# Estimation and Confidence Intervals

## Background

A manufacturer of print-heads wants to estimate the mean durability 
(number of characters printed before failure, in millions).

Because testing destroys the product, only 15 print-heads were tested.

We will construct 99% confidence intervals in two cases:

1. Using sample standard deviation (t-distribution)
2. Using known population standard deviation (z-distribution)


In [1]:
import numpy as np
import scipy.stats as stats

# Given sample data (in millions of characters)
data = np.array([
    1.13, 1.55, 1.43, 0.92, 1.25,
    1.36, 1.32, 0.85, 1.07, 1.48,
    1.20, 1.33, 1.18, 1.22, 1.29
])

# Sample size
n = len(data)

# Sample mean
mean = np.mean(data)

# Sample standard deviation
s = np.std(data, ddof=1)

print("Sample Size (n):", n)
print("Sample Mean:", round(mean, 4))
print("Sample Standard Deviation:", round(s, 4))


Sample Size (n): 15
Sample Mean: 1.2387
Sample Standard Deviation: 0.1932


## Part A: 99% Confidence Interval (Using Sample Standard Deviation)

Since:
- Sample size is small (n = 15)
- Population standard deviation is unknown

We use the t-distribution.

Formula:

CI = x̄ ± t(α/2, n-1) × (s / √n)

Where:
x̄ = sample mean
s = sample standard deviation
n = sample size


In [2]:
# Confidence level
confidence = 0.99
alpha = 1 - confidence

# t critical value
t_critical = stats.t.ppf(1 - alpha/2, df=n-1)

# Margin of error
margin_t = t_critical * (s / np.sqrt(n))

# Confidence Interval
lower_t = mean - margin_t
upper_t = mean + margin_t

print("t Critical Value:", round(t_critical, 4))
print("99% CI using t-distribution:")
print("(", round(lower_t, 4), ",", round(upper_t, 4), ")")


t Critical Value: 2.9768
99% CI using t-distribution:
( 1.0902 , 1.3871 )


## Part B: 99% Confidence Interval (Using Known Population Standard Deviation)

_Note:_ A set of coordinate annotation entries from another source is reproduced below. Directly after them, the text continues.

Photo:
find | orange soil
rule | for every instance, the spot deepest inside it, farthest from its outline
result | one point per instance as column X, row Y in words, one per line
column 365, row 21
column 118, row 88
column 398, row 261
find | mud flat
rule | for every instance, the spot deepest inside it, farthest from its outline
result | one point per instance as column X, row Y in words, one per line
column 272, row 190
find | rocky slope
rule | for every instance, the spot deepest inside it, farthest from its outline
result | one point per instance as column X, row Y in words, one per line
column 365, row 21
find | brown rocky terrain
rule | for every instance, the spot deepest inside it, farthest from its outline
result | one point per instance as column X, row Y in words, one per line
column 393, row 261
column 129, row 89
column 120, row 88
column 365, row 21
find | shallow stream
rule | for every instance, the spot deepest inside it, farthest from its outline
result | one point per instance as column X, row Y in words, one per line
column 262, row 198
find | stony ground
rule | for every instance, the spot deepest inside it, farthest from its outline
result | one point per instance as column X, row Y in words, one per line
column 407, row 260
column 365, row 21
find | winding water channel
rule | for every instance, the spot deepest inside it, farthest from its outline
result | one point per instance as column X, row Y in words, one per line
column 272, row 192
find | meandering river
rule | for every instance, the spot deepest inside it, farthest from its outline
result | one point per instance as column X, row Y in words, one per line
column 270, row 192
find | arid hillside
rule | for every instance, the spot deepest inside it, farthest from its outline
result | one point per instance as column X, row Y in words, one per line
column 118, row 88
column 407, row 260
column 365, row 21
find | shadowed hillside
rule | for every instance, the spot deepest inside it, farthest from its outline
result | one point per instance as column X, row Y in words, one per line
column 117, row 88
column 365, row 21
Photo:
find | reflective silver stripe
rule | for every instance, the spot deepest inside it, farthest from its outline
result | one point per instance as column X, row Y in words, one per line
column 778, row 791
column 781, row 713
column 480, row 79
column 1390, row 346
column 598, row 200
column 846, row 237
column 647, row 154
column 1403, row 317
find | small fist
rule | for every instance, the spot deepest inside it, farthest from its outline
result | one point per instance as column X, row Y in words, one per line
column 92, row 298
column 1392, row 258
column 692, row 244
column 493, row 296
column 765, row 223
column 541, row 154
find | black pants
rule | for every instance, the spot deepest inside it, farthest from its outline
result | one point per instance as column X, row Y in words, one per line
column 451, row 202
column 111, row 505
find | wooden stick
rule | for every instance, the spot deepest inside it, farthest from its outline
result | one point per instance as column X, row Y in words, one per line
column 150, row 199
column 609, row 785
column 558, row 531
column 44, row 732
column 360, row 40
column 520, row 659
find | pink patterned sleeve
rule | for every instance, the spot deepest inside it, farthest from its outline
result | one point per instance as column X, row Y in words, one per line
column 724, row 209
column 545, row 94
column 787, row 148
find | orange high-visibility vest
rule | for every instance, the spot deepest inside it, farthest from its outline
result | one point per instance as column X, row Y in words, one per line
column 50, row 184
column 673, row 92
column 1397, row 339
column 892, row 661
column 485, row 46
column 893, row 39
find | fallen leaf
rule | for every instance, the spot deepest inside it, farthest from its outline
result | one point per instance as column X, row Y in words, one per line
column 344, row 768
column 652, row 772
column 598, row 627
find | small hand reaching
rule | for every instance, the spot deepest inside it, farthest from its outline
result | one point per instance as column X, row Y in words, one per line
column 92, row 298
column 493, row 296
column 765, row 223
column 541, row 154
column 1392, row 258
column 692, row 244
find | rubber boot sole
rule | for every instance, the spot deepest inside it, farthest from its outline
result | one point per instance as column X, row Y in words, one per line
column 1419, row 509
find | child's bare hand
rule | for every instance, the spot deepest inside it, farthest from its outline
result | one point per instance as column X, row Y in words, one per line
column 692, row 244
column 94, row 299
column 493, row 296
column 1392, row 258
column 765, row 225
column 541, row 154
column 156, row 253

If population standard deviation is known (σ = 0.2),

We use the z-distribution.

Formula:

CI = x̄ ± z(α/2) × (σ / √n)


In [3]:
# Known population standard deviation
sigma = 0.2

# z critical value
z_critical = stats.norm.ppf(1 - alpha/2)

# Margin of error
margin_z = z_critical * (sigma / np.sqrt(n))

# Confidence Interval
lower_z = mean - margin_z
upper_z = mean + margin_z

print("Z Critical Value:", round(z_critical, 4))
print("99% CI using z-distribution:")
print("(", round(lower_z, 4), ",", round(upper_z, 4), ")")


Z Critical Value: 2.5758
99% CI using z-distribution:
( 1.1057 , 1.3717 )


## Conclusion

Using t-distribution:
We use this because the sample size is small and population standard deviation is unknown.

Using z-distribution:
We use this when the population standard deviation is known.

Both intervals estimate the range in which the true mean durability lies 
with 99% confidence.

The t-interval is slightly wider because it accounts for additional uncertainty 
from estimating the population standard deviation.